Some people can develop irritation and allergic reactions to some garden and house plants.
These reactions might only be a mild itching, but in some cases the reactions can be quite severe and require medical treatment.
There are three main types of contact hazard, they are;
Sap, Chemicals and Irritant hairs.
Sap from some plants can affect people when it comes in contact with exposed skin.
This can cause a burning sensation and in cases; blistering.
House plants such as Dieffenbachia, Epipremnum, Monstera deliciosa (Swiss cheese plant) Schefflera, Spathiphyllum (peace lily) and are common examples.
Plants that contain phytotoxic sap can render skin sensitivity in strong sunlight.
Contact with the plant followed by exposure to sunlight results in severe sunburn with blistering and long lasting skin discoloration.
Heracleum (hogweed) and Ruta (rue) are classic examples.
If you come into contact with these plants when mulching or weeding, ensure skin is covered and avoid strimming near plants to prevent contact with face and eyes.
Celery, Parsnips and other plants from hogweed family may also cause skin blistering.
Allergen plants: (chemicals)
This group of plants contain chemicals called allergens.
These may only affect a few people whose skin is sensitive to the particular chemical.
People who handle plants regularly such as florists can become sensitized to specific plants.
The following list of plants can affect people in varying degrees.

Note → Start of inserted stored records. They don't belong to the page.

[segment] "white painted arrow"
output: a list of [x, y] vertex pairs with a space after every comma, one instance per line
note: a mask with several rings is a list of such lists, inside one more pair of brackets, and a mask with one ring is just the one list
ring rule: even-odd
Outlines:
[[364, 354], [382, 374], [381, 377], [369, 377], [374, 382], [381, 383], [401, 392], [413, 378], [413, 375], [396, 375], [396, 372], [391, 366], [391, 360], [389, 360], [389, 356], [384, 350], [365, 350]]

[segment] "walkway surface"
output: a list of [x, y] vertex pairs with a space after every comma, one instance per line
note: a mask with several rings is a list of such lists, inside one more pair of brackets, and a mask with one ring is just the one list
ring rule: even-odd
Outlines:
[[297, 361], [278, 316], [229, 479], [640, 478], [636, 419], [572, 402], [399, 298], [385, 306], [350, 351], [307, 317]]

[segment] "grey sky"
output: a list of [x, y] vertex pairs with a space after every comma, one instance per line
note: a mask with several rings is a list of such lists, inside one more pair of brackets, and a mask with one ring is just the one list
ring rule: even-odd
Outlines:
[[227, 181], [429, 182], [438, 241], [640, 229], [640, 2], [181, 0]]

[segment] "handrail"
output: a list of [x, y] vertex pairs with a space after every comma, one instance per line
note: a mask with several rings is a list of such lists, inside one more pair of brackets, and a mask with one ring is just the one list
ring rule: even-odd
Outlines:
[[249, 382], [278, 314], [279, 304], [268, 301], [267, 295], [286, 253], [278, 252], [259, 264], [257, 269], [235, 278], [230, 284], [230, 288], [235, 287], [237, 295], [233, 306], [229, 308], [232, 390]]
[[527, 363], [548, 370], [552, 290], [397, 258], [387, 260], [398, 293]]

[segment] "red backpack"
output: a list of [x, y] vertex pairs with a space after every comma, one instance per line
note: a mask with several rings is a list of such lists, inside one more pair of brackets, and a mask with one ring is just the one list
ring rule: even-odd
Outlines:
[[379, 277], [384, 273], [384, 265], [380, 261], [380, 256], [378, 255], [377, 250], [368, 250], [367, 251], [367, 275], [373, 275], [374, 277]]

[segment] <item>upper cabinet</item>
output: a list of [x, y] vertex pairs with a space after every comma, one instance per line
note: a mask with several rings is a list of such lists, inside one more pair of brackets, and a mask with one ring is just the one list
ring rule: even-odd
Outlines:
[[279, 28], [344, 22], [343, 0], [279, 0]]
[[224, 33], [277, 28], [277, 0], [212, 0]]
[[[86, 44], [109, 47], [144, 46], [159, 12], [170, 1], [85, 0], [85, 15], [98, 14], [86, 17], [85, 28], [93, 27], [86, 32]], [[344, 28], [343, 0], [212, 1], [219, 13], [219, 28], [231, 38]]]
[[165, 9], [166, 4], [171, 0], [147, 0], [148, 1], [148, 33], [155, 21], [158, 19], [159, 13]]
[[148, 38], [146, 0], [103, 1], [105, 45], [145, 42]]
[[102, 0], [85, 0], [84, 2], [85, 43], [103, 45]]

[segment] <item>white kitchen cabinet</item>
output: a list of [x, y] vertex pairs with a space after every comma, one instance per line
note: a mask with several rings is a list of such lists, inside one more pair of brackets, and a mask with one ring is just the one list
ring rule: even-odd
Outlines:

Daffodils, hyacinth and tulips.
Euphorbia produces milky sap, although sap from Euphorbia pulcherrima (poinsettia) is seldom harmful.
Asparagus fern, Ficus benjamina (weeping fig), Primula obconica.
Some plants have irritant hairs, these cause skin itching, and if breathed in can lead to respiratory problems.
These types of plant are best handled with gloves, and take care not to breathe in the hairs when pruning, if necessary wear a mask.
The following plants fit this category; Echium, Fremontodendron, Myosotis, Pulmonaria and Symphytum.